本手法は,量子コンピュータ上では十分にシミュレートできないが,より低い近似レベルで古典的に解ける分子に対して,改良された結果が得られることを示す。
論文 参考訳(メタデータ) (2022-03-02T14:27:44Z) - Quantum Causal Unravelling [44.356294905844834]
我々は,多部量子プロセスにおける相互作用の因果構造を明らかにするための,最初の効率的な方法を開発した。
我々のアルゴリズムは、量子プロセストモグラフィーの技法で効率的に特徴付けることができるプロセスを特定するのに利用できる。
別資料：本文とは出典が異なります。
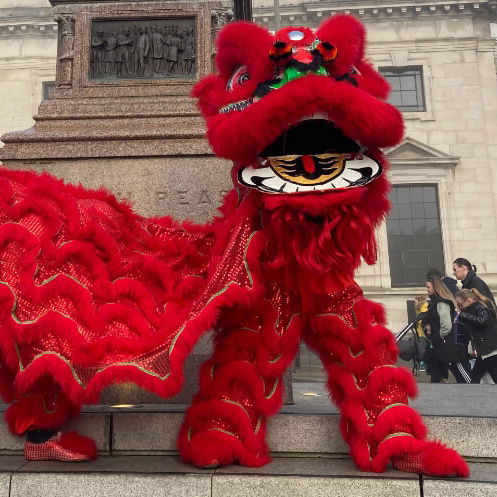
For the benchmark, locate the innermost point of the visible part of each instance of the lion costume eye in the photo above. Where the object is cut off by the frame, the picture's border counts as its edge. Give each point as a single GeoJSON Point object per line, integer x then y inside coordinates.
{"type": "Point", "coordinates": [238, 79]}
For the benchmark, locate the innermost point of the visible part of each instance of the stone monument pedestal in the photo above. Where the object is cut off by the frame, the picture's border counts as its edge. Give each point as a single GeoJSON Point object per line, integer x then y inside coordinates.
{"type": "Point", "coordinates": [120, 116]}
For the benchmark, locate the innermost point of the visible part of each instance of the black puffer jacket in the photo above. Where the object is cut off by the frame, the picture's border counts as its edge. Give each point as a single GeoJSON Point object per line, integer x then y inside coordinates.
{"type": "Point", "coordinates": [482, 324]}
{"type": "Point", "coordinates": [472, 280]}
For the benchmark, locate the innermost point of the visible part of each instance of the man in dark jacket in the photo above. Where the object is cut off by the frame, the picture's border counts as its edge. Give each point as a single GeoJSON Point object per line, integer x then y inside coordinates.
{"type": "Point", "coordinates": [466, 273]}
{"type": "Point", "coordinates": [482, 325]}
論文 参考訳(メタデータ) (2021-09-27T16:28:06Z) - Computing molecular excited states on a D-Wave quantum annealer [52.5289706853773]
分子系の励起電子状態の計算にD波量子アニールを用いることを実証する。
これらのシミュレーションは、太陽光発電、半導体技術、ナノサイエンスなど、いくつかの分野で重要な役割を果たしている。
論文 参考訳(メタデータ) (2021-07-01T01:02:17Z) - A perspective on scaling up quantum computation with molecular spins [0.0]
化学設計により、各分子単位に非自明な量子関数を埋め込むことができる。
我々は、オンチップ超伝導共振器との結合により、この目標を達成する方法について論じる。
論文 参考訳(メタデータ) (2021-05-03T07:11:36Z) - Counteracting dephasing in Molecular Nanomagnets by optimized qudit
encodings [60.1389381016626]
分子ナノマグネットは、Quditベースの量子誤り訂正符号の実装を可能にする。
分子キューディットに符号化された量子情報を破損させるエラーの微視的理解が不可欠である。
論文 参考訳(メタデータ) (2021-03-16T19:21:42Z)
関連論文リストは本サイト内にある論文のタイトル・アブストラクトから自動的に作成しています。
指定された論文の情報です。
本サイトの運営者は本サイト(すべての情報・翻訳含む)の品質を保証せず、本サイト(すべての情報・翻訳含む)を使用して発生したあらゆる結果について一切の責任を負いません。